Data quality whining

The data quality market is a paradoxical one, as I have discussed before. There is a plethora of vendors, yet few have revenues over USD 10 million. Despite this track record of marginalisation, more are popping up all the time. I am aware of 26 separate data quality vendors today, and this excludes the data quality offerings that have been absorbed into larger vendors such as SAS (DataFlux), Informatica (Similarity Systems), IBM (Ascential Quality Stage) and Business Objects (First Logic). Assuming that you care about data quality at all (and too few do) then how do you go about selecting one?

Well, one thing the industry has done itself no favours over is its confusing and technical terminology (if you don’t think terminology that the buyer understands matter, ask French and German wine producers about why Australian and other wine producers are drinking their lunch). A data quality tool may cover several stages:

discovery
profiling
matching
enrichment
consolidation
monitoring

and let’s just take one stage: matching. Vendors with data matching technology use a variety of techniques to match up candidate data records. These include:

heuristic matching (based on experience)
probabilistic (rules based)
deterministic (based on templates)
empirical (using dictionaries)

and this is not a comprehensive set. I saw an interesting technology today from Netrics which uses a different (patented) matching technology based on “bipartate graphs” (which in fact looked very impressive). How is an end-user buyer to make any sense of this maze? Certainly different data classes may demand different approaches, e.g. customer name and address data is highly structured and may suggest a different approach from much less structured or more complex data (such as product data, or asset data).

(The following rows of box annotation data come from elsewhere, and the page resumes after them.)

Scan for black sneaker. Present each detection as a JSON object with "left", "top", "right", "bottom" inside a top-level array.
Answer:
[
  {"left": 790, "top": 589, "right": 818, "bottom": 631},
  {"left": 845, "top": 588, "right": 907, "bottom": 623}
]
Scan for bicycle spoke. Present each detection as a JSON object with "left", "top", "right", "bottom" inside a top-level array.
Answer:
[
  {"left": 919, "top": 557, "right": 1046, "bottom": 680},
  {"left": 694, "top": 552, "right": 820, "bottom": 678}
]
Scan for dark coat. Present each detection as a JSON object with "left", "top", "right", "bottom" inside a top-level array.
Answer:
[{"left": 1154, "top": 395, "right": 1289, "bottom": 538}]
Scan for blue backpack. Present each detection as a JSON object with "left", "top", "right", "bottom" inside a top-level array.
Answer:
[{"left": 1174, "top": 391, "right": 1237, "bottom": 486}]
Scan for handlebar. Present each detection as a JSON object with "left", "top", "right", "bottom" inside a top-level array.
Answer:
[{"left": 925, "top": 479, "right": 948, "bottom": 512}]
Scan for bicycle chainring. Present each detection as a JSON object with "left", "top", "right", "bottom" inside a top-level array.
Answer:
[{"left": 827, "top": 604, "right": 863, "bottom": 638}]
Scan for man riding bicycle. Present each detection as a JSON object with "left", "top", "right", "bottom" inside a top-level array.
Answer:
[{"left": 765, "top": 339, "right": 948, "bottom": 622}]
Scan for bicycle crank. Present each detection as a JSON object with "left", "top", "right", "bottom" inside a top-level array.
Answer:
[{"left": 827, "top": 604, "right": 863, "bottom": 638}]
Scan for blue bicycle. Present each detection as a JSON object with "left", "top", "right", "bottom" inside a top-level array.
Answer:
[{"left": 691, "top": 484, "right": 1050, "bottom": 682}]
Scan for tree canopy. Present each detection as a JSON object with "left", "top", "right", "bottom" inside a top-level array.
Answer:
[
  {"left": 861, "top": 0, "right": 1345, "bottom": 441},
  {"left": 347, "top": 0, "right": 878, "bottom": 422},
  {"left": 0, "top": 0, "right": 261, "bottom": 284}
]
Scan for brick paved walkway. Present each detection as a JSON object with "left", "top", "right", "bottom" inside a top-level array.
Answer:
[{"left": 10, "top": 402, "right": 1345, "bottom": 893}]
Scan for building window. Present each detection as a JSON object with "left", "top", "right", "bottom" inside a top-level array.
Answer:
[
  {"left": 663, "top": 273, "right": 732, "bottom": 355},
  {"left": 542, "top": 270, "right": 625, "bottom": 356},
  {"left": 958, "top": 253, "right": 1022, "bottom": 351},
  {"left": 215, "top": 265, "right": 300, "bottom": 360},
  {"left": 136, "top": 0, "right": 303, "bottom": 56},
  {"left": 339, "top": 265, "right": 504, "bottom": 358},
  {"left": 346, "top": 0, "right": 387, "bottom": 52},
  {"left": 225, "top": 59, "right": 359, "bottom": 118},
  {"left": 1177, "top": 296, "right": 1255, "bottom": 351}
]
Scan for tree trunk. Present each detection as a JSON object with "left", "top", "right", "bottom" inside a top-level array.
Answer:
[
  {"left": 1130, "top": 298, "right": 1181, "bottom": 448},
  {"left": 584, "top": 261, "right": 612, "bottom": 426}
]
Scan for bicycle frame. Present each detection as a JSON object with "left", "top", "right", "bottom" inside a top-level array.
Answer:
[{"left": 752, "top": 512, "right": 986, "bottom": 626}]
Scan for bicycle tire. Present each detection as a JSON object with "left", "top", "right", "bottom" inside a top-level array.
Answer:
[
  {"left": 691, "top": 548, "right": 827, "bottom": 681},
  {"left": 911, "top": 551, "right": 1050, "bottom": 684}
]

I am not sure of the merits of introducing something like a TPC/A benchmark for data quality (such benchmark exercises are tricky to pin down and vendors make great efforts to “game” them). However it would seem that it would not be that hard to take some common data quality issues, set up a set of common errors (transposed letters, missing letters or numbers, spurious additional letters or common misspellings) and try to match some of these up to a sample dataset in a way that compared the various algorithmic approaches, or indeed directly comparing the effectiveness of vendor products. By ensuring that different data types (not just customer name and address) are covered, such an approach may not result in a single “best” approach or product but show where certain approaches shine and others are less well suited. This in itself would be useful information for potential buyers, who at present must try to set up such bake-off comparisons themselves.

In the absence of any industry-wide benchmarks, each potential customer must set up their own benchmarks and attempt to navigate through the maze of arcane terminology, approaches and large number of vendors themselves each time. Such complexity of terminology must increase sales cycles and cause the data quality industry to be less appealing to buyers, who may just give up and just wait a larger vendor to add data quality as a feature (possibly in a manner than is sub-optimal for their particular customer needs).

Consider the wine analogy. If you buy a French wine you must navigate the subtleties of region, village, grower and vintage. For example I am looking right now at a bottle with the label “Grand Vin de Leoville Marquis de Las Cases St Julien Medoc Appellation St Julien Controlee 1975” (it is from Bordeaux, but actually omits this from the label). Alternatively I can glance over to a (lovely) Italian wine from Jermann with the label “Where Dreams have No End”. Both are fine wines, but which is more likely to appeal to the consumer? Which is more inviting? The data quality has something to learn about marketing, in my view, just as the French wine industry has.